C’est le cœur du sujet. Un fois qu’on est tous alignés et convaincus, le collaboratif et les principes de l’agilité prennent tout leur sens. Ce n’est pas le travail d’un seul service, mais d’une équipe multi-fonctionnelle composée de personnes du business, des technologies, et d’autres structures. Si on ne travaille pas en mode collaboratif, le projet ne peut voir le jour ou ne peut fonctionner.

« Les équipes digitales sont légitimes pour essayer de faciliter la collaboration de part leur maturité sur les sujets et leur maîtrise des méthodologies agiles. »

La culture des équipes digitales et leur niveau de maturité sur ces sujets les aident à mieux collaborer. Dans ce mode de pensée, personne ne garde l’information ou les bonnes pratiques pour soi. C’est vraiment un monde de collaboration et de partage. Il est inscrit dans l’ADN de ces experts du numérique. Les équipes digitales sont légitimes pour essayer de faciliter la collaboration de part leur maturité sur les sujets et leur maîtrise des méthodologies agiles.

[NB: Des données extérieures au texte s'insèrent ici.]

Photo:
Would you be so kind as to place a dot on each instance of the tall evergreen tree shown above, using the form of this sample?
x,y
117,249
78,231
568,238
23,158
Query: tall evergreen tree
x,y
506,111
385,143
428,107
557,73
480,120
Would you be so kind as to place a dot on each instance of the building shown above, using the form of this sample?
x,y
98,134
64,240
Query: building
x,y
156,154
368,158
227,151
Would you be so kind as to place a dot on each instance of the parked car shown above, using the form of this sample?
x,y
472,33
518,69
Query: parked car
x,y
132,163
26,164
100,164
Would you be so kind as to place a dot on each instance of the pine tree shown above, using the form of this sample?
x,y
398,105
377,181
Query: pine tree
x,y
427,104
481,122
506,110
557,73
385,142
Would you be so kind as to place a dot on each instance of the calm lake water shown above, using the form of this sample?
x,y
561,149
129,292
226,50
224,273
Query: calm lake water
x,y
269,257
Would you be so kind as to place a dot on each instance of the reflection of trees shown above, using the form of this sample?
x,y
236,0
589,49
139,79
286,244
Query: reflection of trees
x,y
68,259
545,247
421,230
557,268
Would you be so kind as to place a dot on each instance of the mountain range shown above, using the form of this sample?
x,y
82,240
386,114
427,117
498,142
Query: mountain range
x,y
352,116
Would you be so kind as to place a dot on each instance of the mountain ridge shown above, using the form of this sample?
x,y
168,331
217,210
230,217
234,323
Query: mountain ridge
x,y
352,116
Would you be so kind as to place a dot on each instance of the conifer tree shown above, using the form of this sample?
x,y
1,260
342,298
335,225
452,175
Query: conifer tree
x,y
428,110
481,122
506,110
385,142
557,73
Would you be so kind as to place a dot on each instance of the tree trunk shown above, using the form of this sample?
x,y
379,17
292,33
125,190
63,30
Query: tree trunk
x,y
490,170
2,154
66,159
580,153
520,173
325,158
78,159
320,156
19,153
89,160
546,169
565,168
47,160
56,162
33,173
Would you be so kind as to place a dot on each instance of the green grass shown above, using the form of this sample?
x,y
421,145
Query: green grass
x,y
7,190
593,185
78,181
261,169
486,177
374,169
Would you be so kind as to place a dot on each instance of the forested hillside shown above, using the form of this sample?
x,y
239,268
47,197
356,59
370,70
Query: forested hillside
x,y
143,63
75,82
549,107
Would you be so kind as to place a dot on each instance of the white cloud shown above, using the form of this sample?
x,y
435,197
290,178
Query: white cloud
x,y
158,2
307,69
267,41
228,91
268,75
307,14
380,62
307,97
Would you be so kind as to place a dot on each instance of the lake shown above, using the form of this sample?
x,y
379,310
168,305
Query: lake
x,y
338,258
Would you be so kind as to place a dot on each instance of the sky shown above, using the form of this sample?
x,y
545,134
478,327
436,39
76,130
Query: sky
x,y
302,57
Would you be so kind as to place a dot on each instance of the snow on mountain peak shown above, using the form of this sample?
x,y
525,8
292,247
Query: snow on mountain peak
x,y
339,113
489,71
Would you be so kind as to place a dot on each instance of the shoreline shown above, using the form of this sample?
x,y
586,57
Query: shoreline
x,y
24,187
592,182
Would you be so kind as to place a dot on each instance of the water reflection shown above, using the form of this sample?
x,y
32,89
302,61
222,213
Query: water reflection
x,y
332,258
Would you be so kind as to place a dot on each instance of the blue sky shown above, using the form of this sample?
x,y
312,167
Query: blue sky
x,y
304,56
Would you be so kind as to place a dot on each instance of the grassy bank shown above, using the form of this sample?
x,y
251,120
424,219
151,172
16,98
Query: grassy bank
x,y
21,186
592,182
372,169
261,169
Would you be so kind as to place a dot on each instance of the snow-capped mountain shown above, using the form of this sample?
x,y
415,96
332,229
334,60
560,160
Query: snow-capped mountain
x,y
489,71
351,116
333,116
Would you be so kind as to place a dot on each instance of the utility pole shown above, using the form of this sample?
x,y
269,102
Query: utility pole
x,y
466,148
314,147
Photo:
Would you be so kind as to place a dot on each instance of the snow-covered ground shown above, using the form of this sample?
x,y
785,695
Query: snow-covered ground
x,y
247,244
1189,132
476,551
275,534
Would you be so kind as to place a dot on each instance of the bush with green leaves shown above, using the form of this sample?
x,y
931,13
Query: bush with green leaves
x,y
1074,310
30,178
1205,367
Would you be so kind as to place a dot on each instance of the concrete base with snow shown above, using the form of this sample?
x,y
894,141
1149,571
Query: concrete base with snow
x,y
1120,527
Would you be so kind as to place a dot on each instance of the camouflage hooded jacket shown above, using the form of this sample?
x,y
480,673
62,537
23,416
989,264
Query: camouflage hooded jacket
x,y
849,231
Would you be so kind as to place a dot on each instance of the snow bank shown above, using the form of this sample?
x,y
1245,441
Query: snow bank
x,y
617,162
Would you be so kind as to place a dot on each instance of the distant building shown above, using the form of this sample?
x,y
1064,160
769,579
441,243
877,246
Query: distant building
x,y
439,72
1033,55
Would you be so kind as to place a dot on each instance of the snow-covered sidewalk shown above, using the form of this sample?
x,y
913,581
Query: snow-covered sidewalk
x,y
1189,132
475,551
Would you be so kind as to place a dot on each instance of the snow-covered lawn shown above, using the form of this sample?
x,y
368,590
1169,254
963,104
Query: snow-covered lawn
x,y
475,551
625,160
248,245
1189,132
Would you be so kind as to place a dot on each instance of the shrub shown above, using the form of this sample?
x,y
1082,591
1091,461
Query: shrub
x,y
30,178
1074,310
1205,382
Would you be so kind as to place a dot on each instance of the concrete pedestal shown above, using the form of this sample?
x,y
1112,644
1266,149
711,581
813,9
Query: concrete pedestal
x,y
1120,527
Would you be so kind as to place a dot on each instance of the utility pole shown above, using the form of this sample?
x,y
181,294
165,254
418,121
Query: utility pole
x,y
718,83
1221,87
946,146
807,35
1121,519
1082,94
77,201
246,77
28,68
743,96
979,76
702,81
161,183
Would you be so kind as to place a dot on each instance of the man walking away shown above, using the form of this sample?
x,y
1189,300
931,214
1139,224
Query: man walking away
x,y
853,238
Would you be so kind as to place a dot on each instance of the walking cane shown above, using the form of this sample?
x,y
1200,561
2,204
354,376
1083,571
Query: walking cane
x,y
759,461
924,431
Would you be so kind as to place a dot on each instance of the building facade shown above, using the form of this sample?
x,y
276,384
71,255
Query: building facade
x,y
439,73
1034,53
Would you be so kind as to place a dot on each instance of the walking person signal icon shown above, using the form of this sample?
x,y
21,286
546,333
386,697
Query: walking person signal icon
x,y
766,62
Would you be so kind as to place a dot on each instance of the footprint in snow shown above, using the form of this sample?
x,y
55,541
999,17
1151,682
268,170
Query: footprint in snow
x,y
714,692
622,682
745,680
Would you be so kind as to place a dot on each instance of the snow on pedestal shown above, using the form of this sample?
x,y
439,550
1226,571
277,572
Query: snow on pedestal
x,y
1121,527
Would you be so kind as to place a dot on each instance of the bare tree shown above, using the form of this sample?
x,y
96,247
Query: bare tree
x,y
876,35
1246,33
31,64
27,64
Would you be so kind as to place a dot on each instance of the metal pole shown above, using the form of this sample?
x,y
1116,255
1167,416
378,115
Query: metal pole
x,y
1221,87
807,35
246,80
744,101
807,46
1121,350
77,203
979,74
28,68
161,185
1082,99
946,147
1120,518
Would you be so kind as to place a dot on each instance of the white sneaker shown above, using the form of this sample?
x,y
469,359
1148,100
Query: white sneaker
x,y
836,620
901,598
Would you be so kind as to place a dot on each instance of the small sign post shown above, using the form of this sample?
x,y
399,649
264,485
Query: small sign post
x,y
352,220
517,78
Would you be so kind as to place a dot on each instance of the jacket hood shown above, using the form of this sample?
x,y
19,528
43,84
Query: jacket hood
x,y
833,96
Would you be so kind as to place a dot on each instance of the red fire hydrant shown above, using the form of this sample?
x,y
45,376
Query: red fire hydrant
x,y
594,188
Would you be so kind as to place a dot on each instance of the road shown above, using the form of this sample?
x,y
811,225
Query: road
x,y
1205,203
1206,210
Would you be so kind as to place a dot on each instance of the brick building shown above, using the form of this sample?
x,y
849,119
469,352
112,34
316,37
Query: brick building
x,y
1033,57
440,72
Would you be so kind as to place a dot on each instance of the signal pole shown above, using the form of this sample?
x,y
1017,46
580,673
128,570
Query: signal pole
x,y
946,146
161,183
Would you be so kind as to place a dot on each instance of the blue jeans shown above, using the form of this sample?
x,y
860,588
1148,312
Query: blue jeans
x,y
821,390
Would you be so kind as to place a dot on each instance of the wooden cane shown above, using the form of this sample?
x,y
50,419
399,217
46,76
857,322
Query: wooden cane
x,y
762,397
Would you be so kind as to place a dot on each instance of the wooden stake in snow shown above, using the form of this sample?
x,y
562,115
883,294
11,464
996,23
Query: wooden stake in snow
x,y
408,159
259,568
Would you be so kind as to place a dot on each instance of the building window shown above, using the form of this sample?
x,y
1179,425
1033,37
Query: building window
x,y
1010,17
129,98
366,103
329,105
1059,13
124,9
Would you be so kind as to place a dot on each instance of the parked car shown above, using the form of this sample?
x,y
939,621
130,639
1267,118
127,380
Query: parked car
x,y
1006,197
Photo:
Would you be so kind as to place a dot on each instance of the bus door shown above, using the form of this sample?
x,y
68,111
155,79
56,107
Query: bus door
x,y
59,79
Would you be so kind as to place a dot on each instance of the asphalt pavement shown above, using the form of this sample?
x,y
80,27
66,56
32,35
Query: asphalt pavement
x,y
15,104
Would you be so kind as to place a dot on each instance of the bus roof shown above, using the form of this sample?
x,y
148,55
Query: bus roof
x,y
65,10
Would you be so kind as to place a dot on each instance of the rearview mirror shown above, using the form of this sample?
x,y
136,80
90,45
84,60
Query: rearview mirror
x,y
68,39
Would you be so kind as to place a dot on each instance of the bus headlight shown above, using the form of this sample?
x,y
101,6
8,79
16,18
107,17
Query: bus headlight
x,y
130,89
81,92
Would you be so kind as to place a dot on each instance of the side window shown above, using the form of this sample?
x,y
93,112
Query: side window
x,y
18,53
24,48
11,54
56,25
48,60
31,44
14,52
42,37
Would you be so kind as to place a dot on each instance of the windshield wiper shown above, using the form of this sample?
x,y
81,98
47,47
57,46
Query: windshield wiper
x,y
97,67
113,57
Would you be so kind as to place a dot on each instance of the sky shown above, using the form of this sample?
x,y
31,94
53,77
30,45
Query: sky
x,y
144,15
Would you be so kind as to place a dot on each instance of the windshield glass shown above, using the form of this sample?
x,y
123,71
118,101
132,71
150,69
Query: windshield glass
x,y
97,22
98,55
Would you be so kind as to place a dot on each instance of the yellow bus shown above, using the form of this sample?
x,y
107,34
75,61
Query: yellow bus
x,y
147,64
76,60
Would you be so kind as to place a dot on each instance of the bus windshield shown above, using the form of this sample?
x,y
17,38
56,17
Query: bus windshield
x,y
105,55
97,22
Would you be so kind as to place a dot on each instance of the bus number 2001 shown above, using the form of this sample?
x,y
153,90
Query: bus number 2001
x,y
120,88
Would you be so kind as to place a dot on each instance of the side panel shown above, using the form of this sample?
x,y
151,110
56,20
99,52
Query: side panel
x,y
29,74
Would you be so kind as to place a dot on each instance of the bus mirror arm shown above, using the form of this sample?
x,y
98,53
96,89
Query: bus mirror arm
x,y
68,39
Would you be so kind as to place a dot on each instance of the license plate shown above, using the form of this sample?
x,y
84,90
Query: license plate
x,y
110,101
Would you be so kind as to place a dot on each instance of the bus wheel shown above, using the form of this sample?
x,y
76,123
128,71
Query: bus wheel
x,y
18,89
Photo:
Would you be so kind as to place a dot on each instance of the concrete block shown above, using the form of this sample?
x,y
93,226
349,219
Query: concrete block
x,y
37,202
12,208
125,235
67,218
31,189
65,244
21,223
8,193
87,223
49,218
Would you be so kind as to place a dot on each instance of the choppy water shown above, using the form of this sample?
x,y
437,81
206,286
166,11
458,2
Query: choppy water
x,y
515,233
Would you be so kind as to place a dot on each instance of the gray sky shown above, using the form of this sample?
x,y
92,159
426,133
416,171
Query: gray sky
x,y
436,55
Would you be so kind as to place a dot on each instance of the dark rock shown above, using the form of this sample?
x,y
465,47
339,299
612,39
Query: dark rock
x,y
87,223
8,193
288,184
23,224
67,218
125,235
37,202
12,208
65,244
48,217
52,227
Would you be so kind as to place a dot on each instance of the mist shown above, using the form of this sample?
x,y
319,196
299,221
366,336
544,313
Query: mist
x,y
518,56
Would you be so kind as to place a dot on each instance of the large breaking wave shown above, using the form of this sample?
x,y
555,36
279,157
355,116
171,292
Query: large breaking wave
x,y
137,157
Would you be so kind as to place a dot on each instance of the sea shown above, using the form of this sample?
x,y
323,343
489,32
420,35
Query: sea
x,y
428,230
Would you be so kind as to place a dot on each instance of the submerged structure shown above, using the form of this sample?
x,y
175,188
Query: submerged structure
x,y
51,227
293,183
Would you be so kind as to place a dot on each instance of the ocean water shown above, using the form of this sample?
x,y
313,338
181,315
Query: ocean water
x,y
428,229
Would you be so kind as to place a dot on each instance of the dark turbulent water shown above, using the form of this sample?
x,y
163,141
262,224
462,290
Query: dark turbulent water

Je ne vois pas comment on peut faire autrement que d’en passer par l’agilité pour obtenir des résultats concrets. Le contexte change trop vite, les évolutions technologiques sont constantes et le business doit s’adapter… Donc le mode agile s’impose. Aborder le sujet digital sans faire appel à l’agilité est voué à l’échec.

Propos recueillis par overthemoon à l’issue de la troisième rencontre du Cercle CDO.